Très impliqué dans la réflexion sur le management stratégique, Isaac Getz a fait grand bruit quand il a avancé que redonner leur liberté aux salariés serait une idée à creuser, voire à prendre au sérieux, car de leur bien-être découle le bonheur de l’entreprise. Isaac Getz n’est pas un chercheur de l’ombre, il a aujourd’hui la réputation d’être le grand manitou des patrons libérés et le conseiller particulier d’acteurs du CAC 40. Un invité incontournable.

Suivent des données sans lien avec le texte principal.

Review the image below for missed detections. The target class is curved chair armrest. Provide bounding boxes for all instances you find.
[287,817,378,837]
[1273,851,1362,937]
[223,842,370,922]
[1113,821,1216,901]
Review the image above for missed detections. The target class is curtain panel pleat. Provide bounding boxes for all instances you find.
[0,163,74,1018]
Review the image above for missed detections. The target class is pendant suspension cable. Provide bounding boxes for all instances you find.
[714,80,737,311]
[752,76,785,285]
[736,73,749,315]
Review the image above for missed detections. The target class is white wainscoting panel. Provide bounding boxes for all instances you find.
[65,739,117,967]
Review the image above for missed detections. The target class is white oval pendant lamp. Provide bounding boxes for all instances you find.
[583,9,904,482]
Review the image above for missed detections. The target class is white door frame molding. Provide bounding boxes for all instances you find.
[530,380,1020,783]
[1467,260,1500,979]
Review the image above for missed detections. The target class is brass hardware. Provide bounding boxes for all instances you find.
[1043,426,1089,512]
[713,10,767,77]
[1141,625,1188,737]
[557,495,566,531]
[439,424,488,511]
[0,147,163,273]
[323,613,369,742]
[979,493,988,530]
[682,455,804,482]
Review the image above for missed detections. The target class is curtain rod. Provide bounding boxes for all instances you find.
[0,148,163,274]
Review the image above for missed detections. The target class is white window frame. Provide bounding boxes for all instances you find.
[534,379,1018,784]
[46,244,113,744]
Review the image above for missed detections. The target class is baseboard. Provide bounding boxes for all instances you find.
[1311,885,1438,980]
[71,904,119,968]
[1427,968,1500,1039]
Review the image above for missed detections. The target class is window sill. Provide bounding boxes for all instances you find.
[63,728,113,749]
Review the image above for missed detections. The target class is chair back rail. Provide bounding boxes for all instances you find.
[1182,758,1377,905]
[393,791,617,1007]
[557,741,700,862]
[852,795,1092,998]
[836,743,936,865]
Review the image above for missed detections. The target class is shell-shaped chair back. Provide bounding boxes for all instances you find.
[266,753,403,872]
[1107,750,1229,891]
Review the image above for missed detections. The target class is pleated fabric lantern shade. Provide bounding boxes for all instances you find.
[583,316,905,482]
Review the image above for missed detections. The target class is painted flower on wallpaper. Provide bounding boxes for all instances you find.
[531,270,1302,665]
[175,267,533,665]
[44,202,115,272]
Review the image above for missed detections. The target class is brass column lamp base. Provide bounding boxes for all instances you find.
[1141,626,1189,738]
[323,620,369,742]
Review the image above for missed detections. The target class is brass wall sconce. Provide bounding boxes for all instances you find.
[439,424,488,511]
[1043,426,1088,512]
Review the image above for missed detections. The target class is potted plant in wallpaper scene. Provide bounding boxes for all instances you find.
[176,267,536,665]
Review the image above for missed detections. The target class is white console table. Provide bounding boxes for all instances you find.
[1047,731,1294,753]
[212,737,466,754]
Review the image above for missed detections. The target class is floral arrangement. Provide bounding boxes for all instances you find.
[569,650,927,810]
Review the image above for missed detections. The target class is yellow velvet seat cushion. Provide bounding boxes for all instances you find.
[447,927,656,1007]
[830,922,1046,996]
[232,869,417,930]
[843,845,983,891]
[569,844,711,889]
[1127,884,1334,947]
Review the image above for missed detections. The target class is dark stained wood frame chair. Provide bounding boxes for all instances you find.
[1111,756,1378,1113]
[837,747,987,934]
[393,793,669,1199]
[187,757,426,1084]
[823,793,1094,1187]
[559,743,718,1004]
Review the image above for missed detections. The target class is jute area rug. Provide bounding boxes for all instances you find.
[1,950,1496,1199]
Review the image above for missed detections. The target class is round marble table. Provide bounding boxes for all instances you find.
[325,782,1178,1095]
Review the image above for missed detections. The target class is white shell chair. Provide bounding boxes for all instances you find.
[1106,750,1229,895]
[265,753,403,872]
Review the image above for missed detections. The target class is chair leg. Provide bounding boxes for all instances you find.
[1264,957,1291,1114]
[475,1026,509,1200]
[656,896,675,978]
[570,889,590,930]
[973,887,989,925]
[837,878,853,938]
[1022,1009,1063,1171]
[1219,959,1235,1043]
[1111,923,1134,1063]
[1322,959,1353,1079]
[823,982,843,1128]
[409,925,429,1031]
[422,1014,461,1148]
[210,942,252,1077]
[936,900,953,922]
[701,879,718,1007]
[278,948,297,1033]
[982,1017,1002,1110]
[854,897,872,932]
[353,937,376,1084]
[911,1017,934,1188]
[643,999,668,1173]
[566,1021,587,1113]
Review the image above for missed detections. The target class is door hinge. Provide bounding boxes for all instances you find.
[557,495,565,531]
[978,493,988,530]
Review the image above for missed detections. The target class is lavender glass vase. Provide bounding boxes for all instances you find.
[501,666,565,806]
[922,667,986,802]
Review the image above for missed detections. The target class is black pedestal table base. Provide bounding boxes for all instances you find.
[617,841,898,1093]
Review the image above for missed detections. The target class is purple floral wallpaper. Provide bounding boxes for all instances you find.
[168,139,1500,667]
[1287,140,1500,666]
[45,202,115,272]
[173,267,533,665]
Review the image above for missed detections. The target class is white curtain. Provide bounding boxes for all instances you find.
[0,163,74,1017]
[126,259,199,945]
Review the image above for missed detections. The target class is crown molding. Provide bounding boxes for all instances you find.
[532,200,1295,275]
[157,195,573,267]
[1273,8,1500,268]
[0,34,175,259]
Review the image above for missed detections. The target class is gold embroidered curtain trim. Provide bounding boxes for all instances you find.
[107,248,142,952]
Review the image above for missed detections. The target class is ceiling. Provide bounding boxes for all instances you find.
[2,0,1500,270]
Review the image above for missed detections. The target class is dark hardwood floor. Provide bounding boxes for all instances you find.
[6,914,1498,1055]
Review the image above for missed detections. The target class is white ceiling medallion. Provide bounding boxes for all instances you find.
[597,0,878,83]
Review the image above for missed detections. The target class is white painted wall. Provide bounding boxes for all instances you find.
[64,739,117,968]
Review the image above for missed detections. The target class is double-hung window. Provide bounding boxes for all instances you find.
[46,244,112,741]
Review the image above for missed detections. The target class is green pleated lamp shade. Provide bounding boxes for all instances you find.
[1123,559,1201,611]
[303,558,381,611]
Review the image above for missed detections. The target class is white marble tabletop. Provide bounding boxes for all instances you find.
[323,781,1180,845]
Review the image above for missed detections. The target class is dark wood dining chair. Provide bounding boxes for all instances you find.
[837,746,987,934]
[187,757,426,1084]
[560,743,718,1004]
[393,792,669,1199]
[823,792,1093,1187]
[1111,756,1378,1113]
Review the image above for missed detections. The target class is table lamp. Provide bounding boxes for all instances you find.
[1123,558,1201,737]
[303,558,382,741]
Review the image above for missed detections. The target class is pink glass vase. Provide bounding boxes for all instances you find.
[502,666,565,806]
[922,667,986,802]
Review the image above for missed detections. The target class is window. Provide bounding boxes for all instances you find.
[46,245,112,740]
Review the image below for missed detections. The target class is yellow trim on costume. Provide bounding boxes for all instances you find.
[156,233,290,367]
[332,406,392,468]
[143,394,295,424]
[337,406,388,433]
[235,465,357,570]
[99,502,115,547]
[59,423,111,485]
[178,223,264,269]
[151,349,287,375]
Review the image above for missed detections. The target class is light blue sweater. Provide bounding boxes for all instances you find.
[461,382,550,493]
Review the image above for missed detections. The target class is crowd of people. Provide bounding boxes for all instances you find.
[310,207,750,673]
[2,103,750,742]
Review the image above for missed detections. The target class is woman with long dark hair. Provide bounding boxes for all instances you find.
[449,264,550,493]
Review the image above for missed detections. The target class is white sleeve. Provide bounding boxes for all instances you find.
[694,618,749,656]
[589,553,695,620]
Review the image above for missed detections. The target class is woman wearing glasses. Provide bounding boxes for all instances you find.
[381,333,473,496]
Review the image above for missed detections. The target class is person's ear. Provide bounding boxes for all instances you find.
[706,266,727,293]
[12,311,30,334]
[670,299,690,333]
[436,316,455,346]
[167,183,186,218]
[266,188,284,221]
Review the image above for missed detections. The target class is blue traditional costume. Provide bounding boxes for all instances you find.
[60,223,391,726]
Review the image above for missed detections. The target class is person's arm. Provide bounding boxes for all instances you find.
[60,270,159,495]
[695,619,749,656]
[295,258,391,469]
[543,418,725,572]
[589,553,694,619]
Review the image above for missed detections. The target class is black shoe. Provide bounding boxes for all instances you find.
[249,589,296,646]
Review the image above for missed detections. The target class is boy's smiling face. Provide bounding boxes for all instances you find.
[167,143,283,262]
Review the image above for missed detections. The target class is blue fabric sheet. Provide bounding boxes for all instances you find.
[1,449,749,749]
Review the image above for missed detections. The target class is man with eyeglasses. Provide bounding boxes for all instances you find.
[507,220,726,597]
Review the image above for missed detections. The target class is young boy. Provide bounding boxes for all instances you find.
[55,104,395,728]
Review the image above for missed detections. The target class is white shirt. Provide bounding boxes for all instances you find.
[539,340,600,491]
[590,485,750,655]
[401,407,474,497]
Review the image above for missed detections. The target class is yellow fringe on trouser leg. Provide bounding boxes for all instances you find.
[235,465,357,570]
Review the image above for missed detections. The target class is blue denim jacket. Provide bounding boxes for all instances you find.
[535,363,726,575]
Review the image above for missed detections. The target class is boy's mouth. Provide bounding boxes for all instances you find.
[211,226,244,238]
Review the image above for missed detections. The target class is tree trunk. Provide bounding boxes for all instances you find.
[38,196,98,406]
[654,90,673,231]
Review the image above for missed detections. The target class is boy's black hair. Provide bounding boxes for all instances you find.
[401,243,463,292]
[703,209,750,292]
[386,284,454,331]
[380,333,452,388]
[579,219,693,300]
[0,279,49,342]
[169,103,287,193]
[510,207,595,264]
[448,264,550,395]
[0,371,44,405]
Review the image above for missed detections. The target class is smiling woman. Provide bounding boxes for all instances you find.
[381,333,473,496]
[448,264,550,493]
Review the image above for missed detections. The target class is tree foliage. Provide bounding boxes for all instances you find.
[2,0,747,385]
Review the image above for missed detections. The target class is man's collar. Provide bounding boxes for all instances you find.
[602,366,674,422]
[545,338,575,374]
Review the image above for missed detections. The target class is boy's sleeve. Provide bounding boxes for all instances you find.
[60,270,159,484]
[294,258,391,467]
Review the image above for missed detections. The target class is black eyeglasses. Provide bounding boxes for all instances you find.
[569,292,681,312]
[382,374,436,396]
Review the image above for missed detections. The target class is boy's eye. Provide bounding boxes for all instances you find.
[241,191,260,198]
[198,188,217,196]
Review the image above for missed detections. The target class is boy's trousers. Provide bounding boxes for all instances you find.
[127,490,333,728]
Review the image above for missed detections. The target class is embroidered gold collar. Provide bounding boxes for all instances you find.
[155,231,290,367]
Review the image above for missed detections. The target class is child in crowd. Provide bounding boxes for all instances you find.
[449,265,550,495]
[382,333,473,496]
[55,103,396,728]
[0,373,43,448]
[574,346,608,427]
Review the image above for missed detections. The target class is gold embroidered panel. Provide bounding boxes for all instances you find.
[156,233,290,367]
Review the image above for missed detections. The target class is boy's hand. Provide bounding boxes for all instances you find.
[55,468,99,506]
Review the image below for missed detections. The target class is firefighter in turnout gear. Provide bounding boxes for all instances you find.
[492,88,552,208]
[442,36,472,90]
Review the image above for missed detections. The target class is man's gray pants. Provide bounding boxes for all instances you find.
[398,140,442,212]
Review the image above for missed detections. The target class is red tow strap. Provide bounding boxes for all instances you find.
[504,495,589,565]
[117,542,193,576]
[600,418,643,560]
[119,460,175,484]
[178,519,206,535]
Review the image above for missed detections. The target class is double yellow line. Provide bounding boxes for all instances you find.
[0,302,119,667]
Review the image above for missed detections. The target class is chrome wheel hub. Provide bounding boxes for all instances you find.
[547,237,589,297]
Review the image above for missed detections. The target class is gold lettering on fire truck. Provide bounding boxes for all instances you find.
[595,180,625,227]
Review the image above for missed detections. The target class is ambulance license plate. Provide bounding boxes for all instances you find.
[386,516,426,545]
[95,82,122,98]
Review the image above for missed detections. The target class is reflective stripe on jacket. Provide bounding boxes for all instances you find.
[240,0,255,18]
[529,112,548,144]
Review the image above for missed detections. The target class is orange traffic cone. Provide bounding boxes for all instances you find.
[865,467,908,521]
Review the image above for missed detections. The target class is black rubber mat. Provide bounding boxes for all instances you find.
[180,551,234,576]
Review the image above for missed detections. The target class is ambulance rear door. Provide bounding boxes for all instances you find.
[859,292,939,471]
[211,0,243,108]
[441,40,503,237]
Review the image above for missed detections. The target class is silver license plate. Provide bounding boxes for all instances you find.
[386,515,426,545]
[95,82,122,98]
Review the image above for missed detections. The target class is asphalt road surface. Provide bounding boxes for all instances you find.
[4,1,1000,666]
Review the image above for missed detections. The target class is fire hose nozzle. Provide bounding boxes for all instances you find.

Docteur en psychologie et professeur à ESCP Europe, Isaac Getz vient de publier chez Flammarion un ouvrage intitulé La Liberté, ça marche. Il y commente les textes de leaders libérateurs qui peuvent aider les dirigeants d’entreprise à trouver leur propre méthode de libération adaptée à leur structure. Cette transformation radicale du modèle managérial trouve un écho très important en France. Le livre précédent de ce spécialiste qui a été traduit en huit langues, Liberté & Cie, s’est vendu à plus de 30 000 exemplaires dans l’Hexagone.
INfluencia : les entreprises sont de plus en plus nombreuses à ressentir le besoin de se transformer pour répondre aux nouvelles attentes de leurs clients et de leurs salariés. Comment expliquez-vous ce phénomène ?
Isaac Getz : nous vivons dans un monde « VUCA », l’acronyme anglais pour dire plein de volatilité, d’incertitude, de complexité et d’ambiguïté. Ce monde challenge l’organisation héritée de la révolution industrielle. Lorsque les paysans sont arrivés dans les usines, ils ont eu besoin d’être accompagnés et une solution mathématique s’est imposée. La « bureaucratie hiérarchique », qui permet d’encadrer le maximum de personnes avec un minimum de managers, est un modèle basé sur la hiérarchie et sur des procédures qui dictent aux salariés comment travailler. Ce système s’est révélé très efficace et même magnifique.
Des études montrent en effet que le niveau de vie dans les pays développés qui ont épousé ce modèle a été multiplié par 25 entre 1825 et 2001, alors qu’il n’a progressé que de 60 % dans le reste du monde. Ces dernières années, ce système a toutefois commencé à révéler son pendant sombre : cette fâcheuse tendance qu’il a de déresponsabiliser et d’infantiliser les salariés puisque leurs supérieurs leur disent constamment quoi faire. Dans le monde occidental, la majorité des salariés s’avouent aujourd’hui désengagés. En France, ce pourcentage atteint même les… 91 % ! Les gens vont au travail à reculons et jugent leur emploi juste comme un moyen de gagner de l’argent ; leur vie est ailleurs que dans l’entreprise.
IN : quand les sociétés ont-elles pris conscience de cette évolution ?
IG : à partir de 2005. Lorsqu’elles ont ployé sous le poids de trois pressions distinctes. La demande n’a ainsi jamais été aussi volatile et instable. Les générations Y et Z qui sont arrivées sur le marché du travail ne veulent plus, quant à elles, intégrer « l’entreprise du père », mais « l’entreprise des pairs », ce qui implique un changement de modèle pour les employeurs. La pression des technologies inquiète également les sociétés qui se demandent si elles ne seront pas le prochain « ubérisé » à être mangé. Le modèle de « bureaucratie hiérarchique » est manifestement incapable de répondre à ces tendances fortes et pose la question d’un mode d’organisation différent. D’ailleurs, ce phénomène concerne toutes les entreprises, je n’en vois aucune qui pense pouvoir continuer de travailler comme par le passé. Même l’administration et l’armée ont compris qu’elles devaient se transformer.
IN : comment aujourd’hui l’entreprise peut-elle faire sa mue ?
IG : il y a actuellement des expérimentations qui vont dans tous les sens. Certaines sociétés optent pour le modèle participatif, d’autres préfèrent le système collaboratif. Moi, j’étudie particulièrement les entreprises libérées. La libération d’entreprise n’est pas un modèle ou une méthode qu’il suffit d’appliquer. Il s’agit plutôt d’une philosophie qu’un patron libérateur articulera autour de l’héritage humain et culturel de sa société. L’objectif est de permettre aux salariés d’utiliser leurs talents et de s’autodiriger.